Bloomberg Technoz, Jakarta - Perry Warjiyo menjadi Gubernur Bank Indonesia (BI) kedua yang mundur secara sukarela. Sebelumnya, Boediono mundur dari jabatannya sebagai pucuk pimpinan bank sentral pada 2009 karena mencalonkan diri sebagai wakil presiden. Kini, Perry mengundurkan diri dari jabatan yang sama karena alasan pribadi pada hari ini, Senin (27/7/2026).

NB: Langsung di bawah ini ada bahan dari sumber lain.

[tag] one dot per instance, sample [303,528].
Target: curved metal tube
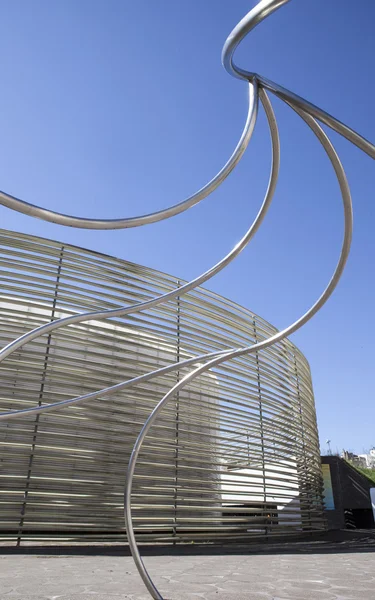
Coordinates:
[85,223]
[119,312]
[257,89]
[278,337]
[255,16]
[48,327]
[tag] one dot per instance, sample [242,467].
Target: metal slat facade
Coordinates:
[234,455]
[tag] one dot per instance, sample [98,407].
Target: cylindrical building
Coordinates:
[234,455]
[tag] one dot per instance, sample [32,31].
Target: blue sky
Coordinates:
[117,108]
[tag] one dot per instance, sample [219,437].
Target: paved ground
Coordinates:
[307,575]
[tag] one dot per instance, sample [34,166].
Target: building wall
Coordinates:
[62,473]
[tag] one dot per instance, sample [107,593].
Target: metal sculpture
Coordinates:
[258,88]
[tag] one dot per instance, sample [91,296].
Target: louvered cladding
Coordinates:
[234,455]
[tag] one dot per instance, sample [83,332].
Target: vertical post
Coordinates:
[40,399]
[177,418]
[261,427]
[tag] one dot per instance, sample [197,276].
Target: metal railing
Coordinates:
[258,88]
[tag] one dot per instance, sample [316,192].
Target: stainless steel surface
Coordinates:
[242,424]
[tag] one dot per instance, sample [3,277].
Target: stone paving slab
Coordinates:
[349,576]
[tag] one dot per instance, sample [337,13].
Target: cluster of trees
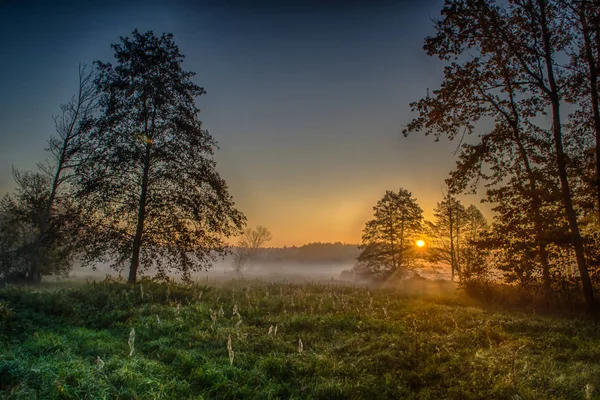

Perry mundur dari kursi Gubernur BI setelah menjalankan tugas selama 8 tahun, tepatnya sejak 24 Mei 2018. Mundurnya pria kelahiran Sukoharjo, Jawa Tengah tersebut disampaikan Menteri Sekretaris Negara (Mensesneg) Prasetyo Hadi yang ditemani anggota Dewan Deputi Gubernur Bank Indonesia lainnya.
Mensesneg Prasetyo Hadi mengatakan, Presiden Prabowo Subianto menerima surat pengunduran diri Perry dari jabatan Gubernur Bank Indonesia pada Ahad (26/07/2026). Presiden pun akan segera menerbitkan surat keputusan presiden (Keppres) untuk menerima pengunduran diri tersebut.
"Yang kemudian sesuai dengan mekanisme dan peraturan perundang-undangan yang berlaku, terutama kita mengacu kepada UU BI, maka yang pertama presiden terima pengunduran diri dari bapak Perry Warjiyo," kata Prasetyo Hadi dalam konferensi pers, Senin (27/7/2026).
Perry memiliki sejumlah rekam jejak yang cukup panjang selama menjabat menjadi Gubernur BI, terutama dalam menjaga stabilitas moneter di masa krisis seperti COVID-19, Pemberlakuan tarif Trump dan gejolak global yang terjadi imbas meletusnya perang antara Amerika Serikat dengan Iran.
Perry juga melakukan beberapa insiatif selama menjabat sebagai Gubernur BI mulai dari mengenalkan Quick Response Code Indonesian Standard (QRIS), Sekuritas Rupiah Bank Indonesia (SRBI) dan juga BI-Fast.